One look at the cover art of this cheapo, low-budget drama — wherein you will notice three teenage characters and the caption “This game of Hide and Seek is about to turn deadly…” — and you might just think someone it trying their damndest to convince you Hiding is somewhat along a similar vein as The Hunger Games. After glancing at the description listed on the reverse side of the cover, however, one might declare themselves mistaken on that former assumption and continue with a great misapprehension of another kind entirely: that Hiding is at least decent afternoon feature fare.
It isn’t, as you have probably already figured out. So, one’s attempt to fathom the very purpose behind Hiding resorts to their initial suspicion: that it is just a boring b-movie that someone decided to release on video in hopes they could cash in on the success of something else. And it would be there that a barker would shout out “And the boy/girl wins a cigar!” To add further mental injuries upon us, the film utilizes a Casio keyboard-esque music score that pays a less-than-noble homage to several classical composers as well as shamelessly ripping off Tomoyasu Hotei’s “Battle Without Honour or Humanity!” But let’s save that juicy bit of putridity for a second or two, shall we?

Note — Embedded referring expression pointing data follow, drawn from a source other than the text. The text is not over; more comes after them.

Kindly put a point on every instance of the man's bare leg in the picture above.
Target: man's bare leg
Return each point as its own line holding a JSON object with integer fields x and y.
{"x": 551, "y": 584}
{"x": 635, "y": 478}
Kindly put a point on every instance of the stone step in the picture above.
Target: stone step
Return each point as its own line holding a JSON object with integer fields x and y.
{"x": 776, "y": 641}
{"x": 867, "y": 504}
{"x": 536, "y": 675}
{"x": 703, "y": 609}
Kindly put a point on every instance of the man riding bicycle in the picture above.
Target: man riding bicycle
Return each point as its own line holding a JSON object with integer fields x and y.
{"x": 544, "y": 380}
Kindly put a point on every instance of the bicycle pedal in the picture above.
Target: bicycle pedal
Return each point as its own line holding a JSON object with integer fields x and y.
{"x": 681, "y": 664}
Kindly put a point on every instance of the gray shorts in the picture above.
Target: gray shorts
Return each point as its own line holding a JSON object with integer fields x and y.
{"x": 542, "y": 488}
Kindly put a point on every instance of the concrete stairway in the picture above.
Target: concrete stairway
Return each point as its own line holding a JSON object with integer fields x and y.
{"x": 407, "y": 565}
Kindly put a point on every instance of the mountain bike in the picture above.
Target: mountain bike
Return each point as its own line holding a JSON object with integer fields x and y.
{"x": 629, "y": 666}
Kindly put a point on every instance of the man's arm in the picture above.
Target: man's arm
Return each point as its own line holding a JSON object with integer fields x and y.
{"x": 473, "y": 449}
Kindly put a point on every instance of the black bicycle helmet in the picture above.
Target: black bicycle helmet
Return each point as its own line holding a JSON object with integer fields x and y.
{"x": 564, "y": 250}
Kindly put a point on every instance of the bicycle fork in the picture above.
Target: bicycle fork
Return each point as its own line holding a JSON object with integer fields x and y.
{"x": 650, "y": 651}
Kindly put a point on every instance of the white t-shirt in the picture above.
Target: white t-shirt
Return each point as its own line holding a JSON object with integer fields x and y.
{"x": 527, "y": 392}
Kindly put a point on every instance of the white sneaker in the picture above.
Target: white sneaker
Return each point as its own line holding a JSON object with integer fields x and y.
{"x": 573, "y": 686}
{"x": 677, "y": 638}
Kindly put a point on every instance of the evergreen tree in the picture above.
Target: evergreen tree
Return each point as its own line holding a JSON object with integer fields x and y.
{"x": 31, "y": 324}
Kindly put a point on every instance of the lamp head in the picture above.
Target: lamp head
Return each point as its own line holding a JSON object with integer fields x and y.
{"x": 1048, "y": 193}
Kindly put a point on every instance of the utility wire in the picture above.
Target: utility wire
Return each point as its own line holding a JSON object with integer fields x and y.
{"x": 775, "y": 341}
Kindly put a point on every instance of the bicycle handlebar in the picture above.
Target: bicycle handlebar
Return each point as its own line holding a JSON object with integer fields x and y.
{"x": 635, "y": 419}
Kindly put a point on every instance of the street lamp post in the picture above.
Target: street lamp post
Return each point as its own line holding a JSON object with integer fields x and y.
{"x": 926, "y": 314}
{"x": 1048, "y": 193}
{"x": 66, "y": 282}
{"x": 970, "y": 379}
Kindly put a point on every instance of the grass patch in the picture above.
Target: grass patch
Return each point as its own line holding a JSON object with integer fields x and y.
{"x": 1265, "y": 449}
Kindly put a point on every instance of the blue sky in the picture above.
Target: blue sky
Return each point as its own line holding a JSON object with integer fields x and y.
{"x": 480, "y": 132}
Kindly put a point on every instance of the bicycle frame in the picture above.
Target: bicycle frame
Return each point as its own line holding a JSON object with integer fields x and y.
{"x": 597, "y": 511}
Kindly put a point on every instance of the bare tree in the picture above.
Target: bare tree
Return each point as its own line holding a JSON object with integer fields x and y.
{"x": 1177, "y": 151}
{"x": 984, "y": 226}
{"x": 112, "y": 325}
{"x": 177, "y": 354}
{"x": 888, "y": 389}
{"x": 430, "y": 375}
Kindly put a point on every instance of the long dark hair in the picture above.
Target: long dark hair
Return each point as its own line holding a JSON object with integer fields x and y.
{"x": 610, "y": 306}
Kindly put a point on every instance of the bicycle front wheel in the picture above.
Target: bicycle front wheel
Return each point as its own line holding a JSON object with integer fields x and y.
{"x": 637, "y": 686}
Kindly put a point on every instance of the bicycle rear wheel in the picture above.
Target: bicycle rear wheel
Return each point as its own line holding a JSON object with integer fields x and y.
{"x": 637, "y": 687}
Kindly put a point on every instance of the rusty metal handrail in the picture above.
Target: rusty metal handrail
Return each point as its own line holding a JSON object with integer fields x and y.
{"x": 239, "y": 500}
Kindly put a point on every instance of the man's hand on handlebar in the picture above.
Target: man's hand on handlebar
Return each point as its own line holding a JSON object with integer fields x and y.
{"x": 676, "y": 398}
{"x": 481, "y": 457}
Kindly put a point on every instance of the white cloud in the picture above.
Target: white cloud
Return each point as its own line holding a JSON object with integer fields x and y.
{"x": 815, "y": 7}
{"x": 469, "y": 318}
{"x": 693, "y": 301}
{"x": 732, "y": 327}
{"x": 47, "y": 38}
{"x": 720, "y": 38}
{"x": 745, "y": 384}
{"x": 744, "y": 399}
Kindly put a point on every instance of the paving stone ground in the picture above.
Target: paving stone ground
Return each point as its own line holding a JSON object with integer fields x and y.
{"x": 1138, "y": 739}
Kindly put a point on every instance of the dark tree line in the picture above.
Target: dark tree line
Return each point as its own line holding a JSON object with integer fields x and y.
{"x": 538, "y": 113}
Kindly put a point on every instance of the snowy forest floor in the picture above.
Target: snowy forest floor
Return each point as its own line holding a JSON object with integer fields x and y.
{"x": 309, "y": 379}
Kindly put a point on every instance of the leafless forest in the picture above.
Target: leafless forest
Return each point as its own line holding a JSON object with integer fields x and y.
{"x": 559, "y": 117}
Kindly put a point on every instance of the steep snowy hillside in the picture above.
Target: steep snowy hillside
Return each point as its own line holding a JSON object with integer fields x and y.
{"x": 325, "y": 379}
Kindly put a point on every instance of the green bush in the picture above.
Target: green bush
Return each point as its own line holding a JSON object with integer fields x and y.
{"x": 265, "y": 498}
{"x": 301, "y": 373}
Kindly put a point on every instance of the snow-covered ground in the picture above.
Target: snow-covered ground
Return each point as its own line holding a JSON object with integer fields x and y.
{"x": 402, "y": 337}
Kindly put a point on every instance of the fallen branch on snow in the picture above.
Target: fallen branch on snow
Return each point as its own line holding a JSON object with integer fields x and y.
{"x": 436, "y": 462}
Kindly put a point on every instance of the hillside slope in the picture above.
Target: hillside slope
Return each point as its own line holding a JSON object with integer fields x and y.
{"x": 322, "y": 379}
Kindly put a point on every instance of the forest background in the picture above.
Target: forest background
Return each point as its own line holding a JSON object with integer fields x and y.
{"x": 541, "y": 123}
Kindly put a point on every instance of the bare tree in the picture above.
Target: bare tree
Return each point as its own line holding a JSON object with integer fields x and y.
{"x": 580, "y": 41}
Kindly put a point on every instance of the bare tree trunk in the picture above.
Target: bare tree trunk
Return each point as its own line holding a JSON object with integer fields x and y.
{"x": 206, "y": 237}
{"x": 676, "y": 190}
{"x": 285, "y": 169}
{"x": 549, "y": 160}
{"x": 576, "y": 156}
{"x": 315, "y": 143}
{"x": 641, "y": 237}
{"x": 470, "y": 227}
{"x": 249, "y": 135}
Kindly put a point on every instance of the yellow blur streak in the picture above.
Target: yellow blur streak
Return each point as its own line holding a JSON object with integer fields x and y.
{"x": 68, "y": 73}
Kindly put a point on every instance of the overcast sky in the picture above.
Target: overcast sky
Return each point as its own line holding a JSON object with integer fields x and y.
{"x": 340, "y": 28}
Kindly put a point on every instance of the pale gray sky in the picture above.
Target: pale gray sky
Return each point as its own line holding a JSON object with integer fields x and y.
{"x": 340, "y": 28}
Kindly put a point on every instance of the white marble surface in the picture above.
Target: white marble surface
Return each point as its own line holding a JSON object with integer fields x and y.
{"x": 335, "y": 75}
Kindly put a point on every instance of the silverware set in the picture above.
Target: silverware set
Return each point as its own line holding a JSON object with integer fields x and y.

The story here finds a young NYC girl named Jo (singer Ana Villafañe, in her first lead performance) who is forced to relocate to Montana after seeing a brutal crime that has resulted in her parents being murdered — a heinous act that occurred long before the movie started, and which we are, sadly, not privy to. Finding herself within the confines of a new country school as opposed to an educational facility in the Big Apple, Jo quickly comes under fire from the Mean Girls squad (who are accompanied by the swindling Hotei music and who are shown in slo-mo to boot) as well as gaining the attention of two very different boys: a hick and an artist.
But that’s all extraneous to the plot of Hiding as there isn’t one. While Jo sets about coping with living under a new identity, she is tracked down by a ruthless hitman (Dean Armstrong, Queer as Folk) determined to make sure whatever State’s evidence she has (again, we’re really not told much about all of that) goes to the grave with her. Jeremy Sumpter, Tyler Blackburn, Dan Payne, and several other television/b-movie actors and actresses I know next to nothing about also star in this uninteresting drama. Anchor Bay brings this dud to Blu-ray in a decent transfer with several (equally arid) behind-the-scenes featurettes and a music video.
Frankly, this whole thing should remain hidden.